Terminal Uniqueness: 1) A contemptuous and ominous dismissal of newcomers who openly disagree with 12-step doctrines and try to preserve some essence of their own identity. Examples might be refusal to admit to being an alcoholic, powerless, in need of a Higher Power, or in need of a sponsor; 2) A “disorder” from which certain alcoholics “suffer” because they see themselves as being different in some ways from their alcoholic peers, when in fact, according to AA lore, all alcoholics are the same (i.e., diseased, defective and frequently in denial).
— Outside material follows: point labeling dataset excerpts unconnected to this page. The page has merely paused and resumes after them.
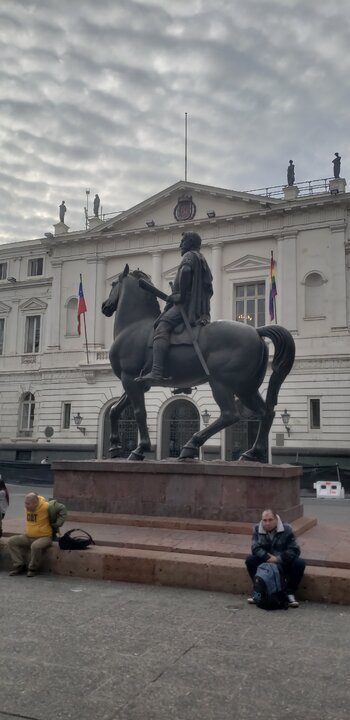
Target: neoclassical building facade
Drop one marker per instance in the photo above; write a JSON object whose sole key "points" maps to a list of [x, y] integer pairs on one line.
{"points": [[56, 392]]}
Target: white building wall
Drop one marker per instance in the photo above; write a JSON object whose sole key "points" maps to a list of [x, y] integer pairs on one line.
{"points": [[309, 236]]}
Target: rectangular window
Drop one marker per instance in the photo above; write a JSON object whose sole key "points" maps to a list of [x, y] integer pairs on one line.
{"points": [[2, 330], [66, 413], [315, 414], [24, 455], [32, 334], [35, 267], [249, 304]]}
The phrase that often follows “terminal uniqueness” is “we're all the same.” This implies that AA should, by default, work for everyone, since all alcoholics have a Borg-like similarity.

Time: Claimed long-term continuous sobriety or abstinence. The primary measure of prestige in AA, NA, and other 12-step groups.

Tough Love: Abuse of a type particularly gratifying to the abuser, in that it combines the pleasures of sadism with those of self-righteousness. Com­monly employed and widely admired in 12-step groups and treatment.

Two-Stepper: A derogatory term for an AA or N A member who has admitted powerlessness as per the first step, and who “carries this message” as per the 12th step, but who has not worked the steps in between.

White Knuckling: A state of abstinence that is considered to be difficult or unhappy, as opposed to “sobriety,” which coupled with “serenity” is the supposed reward for those who “work a good program.”

Winners: The term refers to those who achieve (or claim to have achieved) long-term sobriety through “working a good program,” and who look and sound good at AA meetings. It is commonly used in the prescriptive slogan, “Stick with the winners.”

Work (or “work it”): Take the steps; follow the 12-step program of recovery.